Als zweites wandte ich mich an das College of Pathology (dem ich einstmals als Senior Fellow, dann als Stiftungsprofessor für Pathologie und auch als Vorsitzender des College-Ausschusses für die Pathologie-Ausbildung angehörte) und betonte die einmalige Gelegenheit, eine länderübergreifende Studie durchzuführen, um festzustellen, ob die COVID-Impfung für die Flut von Berichten über eine Zunahme ungeklärter Todesfälle in der westlichen Welt verantwortlich ist oder nicht – eine Übersterblichkeit, die über den erwarteten Hintergrundraten liegt, wobei die australische Übersterblichkeit im Jahr 2021/22 inzwischen 17 Prozent überschreitet. Ich schlug vor, dass das College sein für Qualitätskontrollprogramme entwickeltes Netzwerk in Australien und Neuseeland nutzen könnte, um ein standardisiertes Protokoll für eine Post-Mortem-Studie zu koordinieren, um die wohl wichtigste Frage der Medizin zu beantworten. Nach zwei Versuchen kam die Antwort: Wenden Sie sich mit Ihrer Frage an die Therapeutic Goods Administration (eine dem Gesundheitsministerium unterstellte Regulierungsbehörde für therapeutische Mittel in Australien)!

Diese Beispiele sind wichtig, da sie das Versagen der Berufsverbände widerspiegeln, Debatten oder wissenschaftliche Erkenntnisse zu unterstützen, die einem Narrativ widersprechen, welches die Verfolgung von Angehörigen der Gesundheitsberufe ermöglichte, und somit die Gültigkeit dieser Verfolgung infrage stellten.

Zwei grundlegende Wahrheiten wurden ignoriert oder nicht verstanden. Die erste war, dass der natürliche Verlauf von COVID-19 als Infektion der Atemwege durch das Ergebnis einer Wirt-Parasit-Beziehung (die Interaktion zwischen dem infizierenden Virus und der Immunreaktion) bestimmt wurde, an der die Immunreaktion der Schleimhäute beteiligt ist. Zweitens war die Einführung eines experimentellen genetischen Impfstoffs zur Verhinderung einer Infektion der Schleimhäute unnötig, schon durch die Biologie der Infektion begrenzt und mit dem Potenzial für unvorhersehbare unerwünschte Ereignisse behaftet.

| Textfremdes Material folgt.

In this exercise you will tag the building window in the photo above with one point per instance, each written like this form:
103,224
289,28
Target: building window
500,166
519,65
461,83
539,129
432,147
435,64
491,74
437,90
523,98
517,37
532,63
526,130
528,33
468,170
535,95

Mehr Infektionen bei Mehrfach-Geimpften

Die Immunantwort der Schleimhäute entscheidet über den Ausgang der COVID-19-Infektion.

Eine pandemische Infektion durch ein Atemwegsvirus, sei es ein Influenza- oder ein Coronavirus, tritt auf, wenn eine Mutation das Entweichen aus dem Schleimhautkompartiment in den Gasaustauschapparat der Lunge ermöglicht, wo dann der Ausgang von der systemischen Immunantwort bestimmt wird. Dieses Ergebnis spiegelt das Gleichgewicht zwischen dem viralen Antigen und den IgG-Antikörpern wider: Ein „Antigenüberschuss“ führt zu einer viralen Lungenentzündung, während ein „Antikörperüberschuss“ (aufgrund einer früheren Infektion oder Impfung) den Schweregrad der Erkrankung verringert. Eine Infektion der Schleimhäute führt zu einer tiefgreifenden Immunsuppression durch „Suppressor“-T-Zellen, die die Nettoimmunität sowohl in den lokalen als auch in den systemischen Geweben dominieren ­– ein physiologischer Schutz-Mechanismus zur Verhinderung einer tiefgreifenden Entzündungsreaktion, ausgelöst durch unzählige Mikroben, die die Schleimhäute besiedeln. Dies ist das vergessene Markenzeichen der Schleimhautimmunologie.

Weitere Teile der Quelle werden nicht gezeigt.